Chapter 29 Comparisons with Contingency Tables
29.1 Larger Contingency Tables - Testing for Independence
What will we do with tables describing data from more than two categories at a time, returning to the notion of independent (rather than paired or matched) samples? The chi-square tests we have already seen in our twobytwo
table output will extend nicely to this scenario, especially the Pearson \(\chi^2\) (asymptotic) test.
29.2 A 2x3 Table: Comparing Response to Active vs.
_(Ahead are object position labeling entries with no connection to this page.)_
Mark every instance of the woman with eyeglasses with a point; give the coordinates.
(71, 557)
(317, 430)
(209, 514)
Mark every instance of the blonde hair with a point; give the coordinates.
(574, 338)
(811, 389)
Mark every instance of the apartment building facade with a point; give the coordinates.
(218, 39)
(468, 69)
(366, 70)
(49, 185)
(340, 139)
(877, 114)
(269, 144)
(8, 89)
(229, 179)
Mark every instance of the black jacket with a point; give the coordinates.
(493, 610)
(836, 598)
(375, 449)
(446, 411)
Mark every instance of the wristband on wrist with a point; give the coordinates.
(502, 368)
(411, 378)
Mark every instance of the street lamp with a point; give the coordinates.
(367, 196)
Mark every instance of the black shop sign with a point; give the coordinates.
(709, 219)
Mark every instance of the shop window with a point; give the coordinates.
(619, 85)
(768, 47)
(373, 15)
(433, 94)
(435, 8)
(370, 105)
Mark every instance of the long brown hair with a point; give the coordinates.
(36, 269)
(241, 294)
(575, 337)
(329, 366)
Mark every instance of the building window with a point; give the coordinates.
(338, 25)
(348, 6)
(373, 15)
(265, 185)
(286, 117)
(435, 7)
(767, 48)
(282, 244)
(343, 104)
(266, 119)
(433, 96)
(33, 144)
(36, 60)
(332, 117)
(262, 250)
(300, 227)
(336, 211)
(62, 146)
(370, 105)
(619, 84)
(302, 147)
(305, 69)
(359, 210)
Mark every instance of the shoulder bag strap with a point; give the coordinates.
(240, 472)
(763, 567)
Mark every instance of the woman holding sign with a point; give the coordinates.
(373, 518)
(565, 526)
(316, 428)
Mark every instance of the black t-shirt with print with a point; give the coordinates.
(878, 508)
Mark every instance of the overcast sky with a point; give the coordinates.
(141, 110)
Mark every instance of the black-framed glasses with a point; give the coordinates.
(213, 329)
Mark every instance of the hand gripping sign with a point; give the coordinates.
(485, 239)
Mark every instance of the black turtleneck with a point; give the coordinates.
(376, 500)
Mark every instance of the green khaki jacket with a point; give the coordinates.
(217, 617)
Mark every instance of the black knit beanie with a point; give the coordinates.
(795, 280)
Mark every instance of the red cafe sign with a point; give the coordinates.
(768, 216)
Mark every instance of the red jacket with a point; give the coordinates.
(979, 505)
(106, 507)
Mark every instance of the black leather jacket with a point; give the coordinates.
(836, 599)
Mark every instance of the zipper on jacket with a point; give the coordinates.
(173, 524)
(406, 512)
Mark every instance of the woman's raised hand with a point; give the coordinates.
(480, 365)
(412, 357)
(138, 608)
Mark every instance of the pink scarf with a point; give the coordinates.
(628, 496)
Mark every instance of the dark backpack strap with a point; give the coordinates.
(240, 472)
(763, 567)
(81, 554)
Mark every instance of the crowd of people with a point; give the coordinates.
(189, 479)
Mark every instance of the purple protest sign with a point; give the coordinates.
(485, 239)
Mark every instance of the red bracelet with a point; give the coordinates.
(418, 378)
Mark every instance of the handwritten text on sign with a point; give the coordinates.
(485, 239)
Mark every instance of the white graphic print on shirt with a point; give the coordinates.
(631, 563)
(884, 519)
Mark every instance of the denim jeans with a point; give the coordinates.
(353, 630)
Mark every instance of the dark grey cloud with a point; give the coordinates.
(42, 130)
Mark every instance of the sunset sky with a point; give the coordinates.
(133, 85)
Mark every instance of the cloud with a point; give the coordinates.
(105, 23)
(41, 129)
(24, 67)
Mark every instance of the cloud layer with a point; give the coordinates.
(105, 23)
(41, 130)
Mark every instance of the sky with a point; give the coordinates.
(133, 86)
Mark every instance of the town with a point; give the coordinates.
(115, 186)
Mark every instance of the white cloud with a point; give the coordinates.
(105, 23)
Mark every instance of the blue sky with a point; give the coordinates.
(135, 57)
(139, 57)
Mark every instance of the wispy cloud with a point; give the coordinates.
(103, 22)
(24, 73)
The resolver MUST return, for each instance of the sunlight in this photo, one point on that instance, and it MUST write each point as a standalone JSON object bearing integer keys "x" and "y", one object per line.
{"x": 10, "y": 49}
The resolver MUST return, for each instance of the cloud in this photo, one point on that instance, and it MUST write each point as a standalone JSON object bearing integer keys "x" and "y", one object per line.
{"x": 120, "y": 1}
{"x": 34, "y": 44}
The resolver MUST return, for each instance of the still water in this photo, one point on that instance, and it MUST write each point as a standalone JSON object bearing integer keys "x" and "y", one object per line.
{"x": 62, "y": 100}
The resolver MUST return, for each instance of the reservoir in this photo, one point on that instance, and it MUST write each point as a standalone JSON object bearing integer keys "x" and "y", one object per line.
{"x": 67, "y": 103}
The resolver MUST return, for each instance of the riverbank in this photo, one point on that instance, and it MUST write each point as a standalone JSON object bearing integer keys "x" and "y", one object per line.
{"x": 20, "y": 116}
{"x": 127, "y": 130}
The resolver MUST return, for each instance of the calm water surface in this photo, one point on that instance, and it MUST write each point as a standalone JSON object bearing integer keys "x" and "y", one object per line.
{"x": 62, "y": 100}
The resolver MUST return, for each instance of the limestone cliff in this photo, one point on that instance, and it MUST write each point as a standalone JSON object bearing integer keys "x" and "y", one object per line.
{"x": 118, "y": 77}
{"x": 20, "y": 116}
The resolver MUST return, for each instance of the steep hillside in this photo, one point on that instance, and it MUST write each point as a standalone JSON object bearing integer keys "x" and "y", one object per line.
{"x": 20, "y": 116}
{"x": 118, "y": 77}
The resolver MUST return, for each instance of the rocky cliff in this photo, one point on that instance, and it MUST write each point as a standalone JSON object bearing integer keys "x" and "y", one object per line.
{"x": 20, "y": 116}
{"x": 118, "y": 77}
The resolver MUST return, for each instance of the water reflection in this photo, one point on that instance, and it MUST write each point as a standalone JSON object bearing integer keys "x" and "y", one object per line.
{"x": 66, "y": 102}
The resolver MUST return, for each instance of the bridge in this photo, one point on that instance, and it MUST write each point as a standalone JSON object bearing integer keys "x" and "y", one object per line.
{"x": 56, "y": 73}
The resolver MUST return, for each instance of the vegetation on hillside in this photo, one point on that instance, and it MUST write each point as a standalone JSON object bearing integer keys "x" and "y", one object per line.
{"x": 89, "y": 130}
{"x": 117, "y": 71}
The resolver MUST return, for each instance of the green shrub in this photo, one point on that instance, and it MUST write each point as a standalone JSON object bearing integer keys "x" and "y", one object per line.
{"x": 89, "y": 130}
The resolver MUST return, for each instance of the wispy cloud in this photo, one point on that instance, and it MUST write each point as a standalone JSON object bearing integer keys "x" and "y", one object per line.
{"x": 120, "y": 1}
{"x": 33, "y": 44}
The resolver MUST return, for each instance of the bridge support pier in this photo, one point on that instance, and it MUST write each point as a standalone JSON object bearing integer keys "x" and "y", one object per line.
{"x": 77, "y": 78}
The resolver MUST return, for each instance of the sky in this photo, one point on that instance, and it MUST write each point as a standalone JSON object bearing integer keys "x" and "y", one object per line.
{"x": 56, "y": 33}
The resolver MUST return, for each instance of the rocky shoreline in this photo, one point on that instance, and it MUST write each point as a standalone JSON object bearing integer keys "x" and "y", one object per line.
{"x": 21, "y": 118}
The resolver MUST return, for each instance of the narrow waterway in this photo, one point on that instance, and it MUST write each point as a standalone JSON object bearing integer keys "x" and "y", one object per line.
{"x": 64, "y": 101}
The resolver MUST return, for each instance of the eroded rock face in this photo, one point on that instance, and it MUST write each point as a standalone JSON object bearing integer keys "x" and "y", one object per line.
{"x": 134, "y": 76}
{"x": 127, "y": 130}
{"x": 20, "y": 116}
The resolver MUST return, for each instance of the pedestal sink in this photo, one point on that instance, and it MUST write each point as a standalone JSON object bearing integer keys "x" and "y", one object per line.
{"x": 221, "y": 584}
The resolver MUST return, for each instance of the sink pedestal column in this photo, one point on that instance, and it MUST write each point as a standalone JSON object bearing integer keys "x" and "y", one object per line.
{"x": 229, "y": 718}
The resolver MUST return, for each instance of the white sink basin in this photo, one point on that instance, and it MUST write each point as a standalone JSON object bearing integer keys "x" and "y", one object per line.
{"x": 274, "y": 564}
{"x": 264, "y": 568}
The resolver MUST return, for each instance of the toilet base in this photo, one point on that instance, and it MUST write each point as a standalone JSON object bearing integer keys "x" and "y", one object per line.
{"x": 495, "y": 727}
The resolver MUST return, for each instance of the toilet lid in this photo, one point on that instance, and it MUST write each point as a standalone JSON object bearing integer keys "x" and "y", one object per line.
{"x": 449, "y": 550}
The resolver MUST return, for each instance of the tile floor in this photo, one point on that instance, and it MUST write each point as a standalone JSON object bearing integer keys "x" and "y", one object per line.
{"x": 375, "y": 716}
Placebo
The table below, containing 2 rows and 3 columns of data (ignoring the marginal totals) specifies the number of patients who show complete, partial, or no response after treatment with either active medication or a placebo.
Group | None | Partial | Complete |
---|---|---|---|
Active | 16 | 26 | 29 |
Placebo | 24 | 26 | 18 |
Is there a statistically significant association here? That is to say, is there a statistically significant difference between the treatment groups in the distribution of responses?
29.2.1 Getting the Table into R
To answer this, we’ll have to get the data from this contingency table into a matrix in R. Here’s one approach…
T1 <- matrix(c(16,26,29,24,26,18), ncol=3, nrow=2, byrow=TRUE)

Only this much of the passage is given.